One is for my quick in-game reference and the other is for my opponent. So he knows what weapons and psychic powers and vehicle upgrades everything has.
I don't believe I can be any more sporting than that, in terms of army list disclosure.

As for the rule that you must make clear to your opponent what is in what vehicle, that is there to stop players saying, irrespective of which transport just went bang "Sorry, mate. My Über-unit weren't in that one you just took a full turn destroying, they're in the other one you ignored."

By writing down what unit is in which transport and giving that to my opponent to open when the passengers are revealed I believe is also sporting. 
I cannot change my mind as to what is in what vehicle once I've handed that information over.
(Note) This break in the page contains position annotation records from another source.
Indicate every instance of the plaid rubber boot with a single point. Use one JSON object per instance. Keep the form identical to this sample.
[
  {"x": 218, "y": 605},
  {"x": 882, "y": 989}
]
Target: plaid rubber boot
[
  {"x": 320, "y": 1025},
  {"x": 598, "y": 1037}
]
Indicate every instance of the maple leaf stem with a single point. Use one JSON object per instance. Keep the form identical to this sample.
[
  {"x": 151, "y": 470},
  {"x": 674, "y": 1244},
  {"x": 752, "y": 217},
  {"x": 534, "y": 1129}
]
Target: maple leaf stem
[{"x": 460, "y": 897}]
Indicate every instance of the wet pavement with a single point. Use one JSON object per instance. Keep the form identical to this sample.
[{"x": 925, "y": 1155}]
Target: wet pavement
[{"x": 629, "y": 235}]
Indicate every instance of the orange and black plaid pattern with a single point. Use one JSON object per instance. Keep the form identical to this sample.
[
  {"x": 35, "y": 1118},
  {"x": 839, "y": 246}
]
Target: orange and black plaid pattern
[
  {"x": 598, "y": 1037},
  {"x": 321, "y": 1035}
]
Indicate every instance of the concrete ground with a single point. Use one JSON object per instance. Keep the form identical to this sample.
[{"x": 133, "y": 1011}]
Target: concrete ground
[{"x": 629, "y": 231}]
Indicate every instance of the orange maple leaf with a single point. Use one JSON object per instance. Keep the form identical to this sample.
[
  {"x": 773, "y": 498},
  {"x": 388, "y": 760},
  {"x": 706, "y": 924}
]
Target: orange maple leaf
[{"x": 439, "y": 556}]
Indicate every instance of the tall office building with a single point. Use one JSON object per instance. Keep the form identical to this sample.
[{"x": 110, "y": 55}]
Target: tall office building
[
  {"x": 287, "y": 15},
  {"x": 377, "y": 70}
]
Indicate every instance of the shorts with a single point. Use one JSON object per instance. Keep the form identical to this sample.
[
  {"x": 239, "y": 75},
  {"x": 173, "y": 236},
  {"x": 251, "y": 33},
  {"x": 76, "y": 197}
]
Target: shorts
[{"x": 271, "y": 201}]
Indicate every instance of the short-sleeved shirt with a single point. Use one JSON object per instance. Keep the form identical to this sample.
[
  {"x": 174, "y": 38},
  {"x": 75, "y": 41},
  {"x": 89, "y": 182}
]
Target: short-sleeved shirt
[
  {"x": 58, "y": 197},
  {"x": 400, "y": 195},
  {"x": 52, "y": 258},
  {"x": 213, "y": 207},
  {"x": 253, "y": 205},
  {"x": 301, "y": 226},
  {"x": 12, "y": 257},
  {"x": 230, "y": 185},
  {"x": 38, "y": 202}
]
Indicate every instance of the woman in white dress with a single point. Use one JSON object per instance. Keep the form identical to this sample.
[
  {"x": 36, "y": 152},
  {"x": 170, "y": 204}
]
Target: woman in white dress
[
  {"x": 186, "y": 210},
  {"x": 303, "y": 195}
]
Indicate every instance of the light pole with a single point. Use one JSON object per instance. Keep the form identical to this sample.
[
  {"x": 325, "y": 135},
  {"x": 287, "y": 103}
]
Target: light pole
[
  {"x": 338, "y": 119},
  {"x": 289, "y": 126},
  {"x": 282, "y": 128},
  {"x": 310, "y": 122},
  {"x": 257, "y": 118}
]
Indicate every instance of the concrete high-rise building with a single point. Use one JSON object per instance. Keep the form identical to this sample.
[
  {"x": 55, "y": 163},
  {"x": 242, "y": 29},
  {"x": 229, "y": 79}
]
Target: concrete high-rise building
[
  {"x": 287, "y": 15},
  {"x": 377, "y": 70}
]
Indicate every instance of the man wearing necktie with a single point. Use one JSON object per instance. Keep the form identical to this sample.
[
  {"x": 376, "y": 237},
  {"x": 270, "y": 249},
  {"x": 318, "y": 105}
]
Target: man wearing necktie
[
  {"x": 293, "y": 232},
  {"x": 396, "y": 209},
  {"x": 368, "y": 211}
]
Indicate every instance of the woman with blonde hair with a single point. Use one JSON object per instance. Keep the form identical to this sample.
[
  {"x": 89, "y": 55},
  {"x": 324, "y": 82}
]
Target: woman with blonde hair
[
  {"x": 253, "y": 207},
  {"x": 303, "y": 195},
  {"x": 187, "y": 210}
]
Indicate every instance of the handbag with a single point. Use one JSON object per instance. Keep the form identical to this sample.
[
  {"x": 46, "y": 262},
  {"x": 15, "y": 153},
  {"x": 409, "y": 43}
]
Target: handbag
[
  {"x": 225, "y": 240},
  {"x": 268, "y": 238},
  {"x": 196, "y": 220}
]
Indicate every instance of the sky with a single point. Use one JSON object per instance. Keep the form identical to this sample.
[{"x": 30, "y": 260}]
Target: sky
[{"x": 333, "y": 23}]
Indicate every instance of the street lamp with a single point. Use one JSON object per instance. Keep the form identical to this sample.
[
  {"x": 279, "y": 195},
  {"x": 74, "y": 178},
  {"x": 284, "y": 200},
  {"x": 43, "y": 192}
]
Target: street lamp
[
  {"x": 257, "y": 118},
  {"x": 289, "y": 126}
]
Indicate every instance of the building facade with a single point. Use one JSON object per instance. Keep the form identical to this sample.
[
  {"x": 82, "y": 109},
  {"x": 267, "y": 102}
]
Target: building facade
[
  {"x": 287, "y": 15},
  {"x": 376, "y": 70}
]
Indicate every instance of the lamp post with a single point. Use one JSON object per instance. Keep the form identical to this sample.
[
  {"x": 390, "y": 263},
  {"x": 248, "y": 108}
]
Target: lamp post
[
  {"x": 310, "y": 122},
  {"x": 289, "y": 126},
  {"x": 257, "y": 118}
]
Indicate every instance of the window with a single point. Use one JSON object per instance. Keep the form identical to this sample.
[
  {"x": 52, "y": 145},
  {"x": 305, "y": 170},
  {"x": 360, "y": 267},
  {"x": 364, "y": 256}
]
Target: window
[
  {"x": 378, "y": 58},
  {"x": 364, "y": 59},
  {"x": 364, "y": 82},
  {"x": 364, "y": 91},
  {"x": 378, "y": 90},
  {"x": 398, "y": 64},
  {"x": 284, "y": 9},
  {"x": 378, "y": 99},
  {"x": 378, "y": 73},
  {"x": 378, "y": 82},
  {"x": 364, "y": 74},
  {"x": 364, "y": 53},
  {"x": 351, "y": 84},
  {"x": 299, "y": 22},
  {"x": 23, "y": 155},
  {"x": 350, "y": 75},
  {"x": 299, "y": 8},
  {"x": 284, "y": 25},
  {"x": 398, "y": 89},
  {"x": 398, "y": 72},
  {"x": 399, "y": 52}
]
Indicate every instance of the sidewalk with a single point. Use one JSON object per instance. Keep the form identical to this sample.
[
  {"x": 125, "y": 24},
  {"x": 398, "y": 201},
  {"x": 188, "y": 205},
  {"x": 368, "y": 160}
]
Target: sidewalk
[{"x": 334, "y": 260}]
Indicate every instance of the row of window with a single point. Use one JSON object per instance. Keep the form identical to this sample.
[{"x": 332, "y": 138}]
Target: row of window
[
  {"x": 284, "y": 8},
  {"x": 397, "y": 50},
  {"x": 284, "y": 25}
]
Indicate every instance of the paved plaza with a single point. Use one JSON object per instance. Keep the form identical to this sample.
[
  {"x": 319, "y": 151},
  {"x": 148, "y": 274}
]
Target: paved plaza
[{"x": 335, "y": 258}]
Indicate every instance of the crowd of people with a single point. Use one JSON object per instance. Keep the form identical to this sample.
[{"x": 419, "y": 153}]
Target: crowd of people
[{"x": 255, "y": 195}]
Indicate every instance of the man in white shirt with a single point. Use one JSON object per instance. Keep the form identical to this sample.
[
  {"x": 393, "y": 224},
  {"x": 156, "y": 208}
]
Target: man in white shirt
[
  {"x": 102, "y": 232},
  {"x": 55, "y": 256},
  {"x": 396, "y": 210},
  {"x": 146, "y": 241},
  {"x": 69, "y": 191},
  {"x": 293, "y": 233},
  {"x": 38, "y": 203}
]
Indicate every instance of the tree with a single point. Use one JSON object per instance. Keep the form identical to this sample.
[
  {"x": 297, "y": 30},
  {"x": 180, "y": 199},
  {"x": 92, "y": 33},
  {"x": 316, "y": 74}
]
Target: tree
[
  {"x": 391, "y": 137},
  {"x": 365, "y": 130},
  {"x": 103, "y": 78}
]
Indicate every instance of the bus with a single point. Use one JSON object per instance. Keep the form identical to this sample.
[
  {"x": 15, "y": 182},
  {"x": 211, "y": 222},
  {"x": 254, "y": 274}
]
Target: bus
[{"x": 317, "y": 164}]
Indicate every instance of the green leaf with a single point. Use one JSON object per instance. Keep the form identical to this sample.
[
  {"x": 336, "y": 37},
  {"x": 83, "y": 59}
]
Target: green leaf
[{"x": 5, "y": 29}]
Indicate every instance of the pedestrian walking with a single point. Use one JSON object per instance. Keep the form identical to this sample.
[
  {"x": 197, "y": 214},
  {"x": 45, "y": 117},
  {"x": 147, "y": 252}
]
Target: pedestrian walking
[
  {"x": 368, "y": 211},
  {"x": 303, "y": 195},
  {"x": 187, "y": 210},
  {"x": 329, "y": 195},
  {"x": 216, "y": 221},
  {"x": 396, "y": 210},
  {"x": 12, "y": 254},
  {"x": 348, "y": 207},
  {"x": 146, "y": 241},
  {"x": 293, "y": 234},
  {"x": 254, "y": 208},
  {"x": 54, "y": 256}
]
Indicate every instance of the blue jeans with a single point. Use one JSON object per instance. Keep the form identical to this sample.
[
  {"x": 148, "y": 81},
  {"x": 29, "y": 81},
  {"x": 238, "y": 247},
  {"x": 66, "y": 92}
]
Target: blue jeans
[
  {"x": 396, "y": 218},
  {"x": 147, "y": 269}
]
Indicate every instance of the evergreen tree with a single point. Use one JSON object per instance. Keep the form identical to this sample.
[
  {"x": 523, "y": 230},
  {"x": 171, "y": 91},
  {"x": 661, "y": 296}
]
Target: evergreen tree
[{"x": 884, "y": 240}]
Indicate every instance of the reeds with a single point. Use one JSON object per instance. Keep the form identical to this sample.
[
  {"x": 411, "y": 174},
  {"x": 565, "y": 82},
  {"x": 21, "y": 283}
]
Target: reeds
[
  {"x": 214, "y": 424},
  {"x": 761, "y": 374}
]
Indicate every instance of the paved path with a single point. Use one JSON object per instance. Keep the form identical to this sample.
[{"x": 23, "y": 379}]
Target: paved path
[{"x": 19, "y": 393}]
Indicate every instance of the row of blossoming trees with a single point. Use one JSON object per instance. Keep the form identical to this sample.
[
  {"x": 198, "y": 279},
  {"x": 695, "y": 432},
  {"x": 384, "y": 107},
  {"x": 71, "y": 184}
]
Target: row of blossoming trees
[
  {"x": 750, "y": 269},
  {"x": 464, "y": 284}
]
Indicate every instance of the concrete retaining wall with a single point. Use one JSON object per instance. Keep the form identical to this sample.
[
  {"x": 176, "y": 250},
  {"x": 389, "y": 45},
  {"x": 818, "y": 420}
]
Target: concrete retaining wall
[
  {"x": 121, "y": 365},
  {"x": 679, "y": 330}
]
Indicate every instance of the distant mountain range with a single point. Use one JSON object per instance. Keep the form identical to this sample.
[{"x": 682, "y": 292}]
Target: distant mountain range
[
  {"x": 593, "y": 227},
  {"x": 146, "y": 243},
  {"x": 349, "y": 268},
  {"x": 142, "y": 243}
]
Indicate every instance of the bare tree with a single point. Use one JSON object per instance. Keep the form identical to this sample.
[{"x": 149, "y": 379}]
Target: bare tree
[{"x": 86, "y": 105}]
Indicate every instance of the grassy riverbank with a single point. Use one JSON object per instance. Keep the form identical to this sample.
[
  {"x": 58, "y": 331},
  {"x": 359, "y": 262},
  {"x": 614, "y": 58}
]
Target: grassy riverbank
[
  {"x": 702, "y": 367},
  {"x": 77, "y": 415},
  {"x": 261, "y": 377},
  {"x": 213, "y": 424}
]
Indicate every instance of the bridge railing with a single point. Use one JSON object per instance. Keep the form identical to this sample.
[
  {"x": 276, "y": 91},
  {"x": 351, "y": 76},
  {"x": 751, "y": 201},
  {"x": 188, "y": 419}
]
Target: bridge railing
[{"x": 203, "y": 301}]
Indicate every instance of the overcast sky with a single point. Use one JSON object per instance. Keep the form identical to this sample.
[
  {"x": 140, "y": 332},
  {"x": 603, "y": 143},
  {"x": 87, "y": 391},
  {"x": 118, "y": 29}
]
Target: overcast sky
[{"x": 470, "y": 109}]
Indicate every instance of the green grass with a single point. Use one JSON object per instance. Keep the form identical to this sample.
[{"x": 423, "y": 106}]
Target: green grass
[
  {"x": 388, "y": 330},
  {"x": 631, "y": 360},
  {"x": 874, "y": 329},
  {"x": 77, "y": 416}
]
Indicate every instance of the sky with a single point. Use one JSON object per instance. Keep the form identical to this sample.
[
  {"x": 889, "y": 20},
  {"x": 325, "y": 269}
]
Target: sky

So I meet all the criteria laid down in the "A note on secrecy" paragraph on page 92 of the Rulebook, but without handing my opponent a considerable tactical edge by telling him where everything is.
I know where it all is and in due course, so shall they.

Take for example this week I played a pick up game at short notice in which I used a model at the side of the transport. So I had a printed list but no time to "secretly" deploy.
My force consisted of, among other things the following in transports...
Farseer & 5 Warlocks
Howling Banshees & Exarch
Fire Dragons (no Exarch)
Dire Avengers & Exarch
Dire Avengers & Exarch

No prizes for guessing the order they were taken out.
So my opponent went from having a 20% chance of shooting my Seer Council down first to a 100% chance. 
Then my Banshees, 25% chance to 100% chance.
Ad nauseam...

Now, if you're expecting me to accept that significant change in odds every game, when I'm meeting all of the rule's criteria you're sadly mistaken.


----------



## James Tiberius (Sep 1, 2011)

DeathKlokk said:


> It's all about Sportsmanship. Which is why I wasn't surprised you did it wrong.


considering you've never played me your opinion on my sportsmanship is worth less than dog shit


Katie Drake said:


> Because not telling is fucking retarded, basically. 40k isn't a guessing game. If other systems allow people to hide transport's occupants then fine, but this one focuses on actual tactics instead of trying to guess things. Losing a game because you guessed incorrectly which Rhino held the squad with 4x meltaguns is about the dumbest thing I've ever heard.


Actual tactics IS guessing things, do you really think during war commanders sent notes back and forth telling the enemy the exact composition of each force they had sent out, who was sitting in each individual APC and where they were going and what they were doing?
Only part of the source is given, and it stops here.